One measure adds six days of in-person absentee voting in county clerks’ offices before early voting begins, the secretary of state’s office said. It clarifies that early voting locations must be open for eight hours, including the Saturday before the election. It puts into state law an existing policy of not connecting voting machines to the internet, making such violations a felony. And the measure expands the definition of “election worker” for purposes of protection from intimidation.
The other measure moves up the full statewide transition to paper ballots to the start of 2024, in time for the next presidential election. Last year’s election law required counties to move to paper ballots the next time their election machines needed upgrading.

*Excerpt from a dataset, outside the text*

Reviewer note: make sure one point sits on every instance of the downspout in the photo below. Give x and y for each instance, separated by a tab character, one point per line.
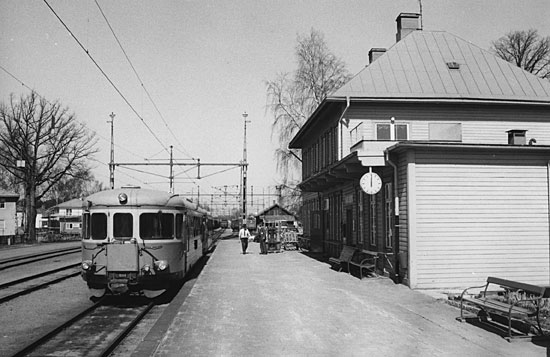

The new bill sets a definite time to make the transition, the secretary of state’s office said. The two-year budget passed by lawmakers provides $12.5 million each year to help counties offset the costs of purchasing the new machines, Adams’ office said.
“It is a more secure way of voting,” Adams spokeswoman Michon Lindstrom said Thursday. “The ballots are still counted by a machine and we will see no delays in election night reporting.”
The bill also calls for voting machines to be put under video surveillance when not in operation and it doubles the number of counties subjected to post-election audits. A minimum of 12 counties will be audited if the measure becomes law, compared to six in prior election years. The counties are randomly drawn by the attorney general’s office, which conducts the audit.
The election law enacted last year provides for three days of no-excuse, early in-person voting — including a Saturday — before Election Day. It also allows counties to establish voting centers where any registered voter in each county can cast their ballot, regardless of their precinct.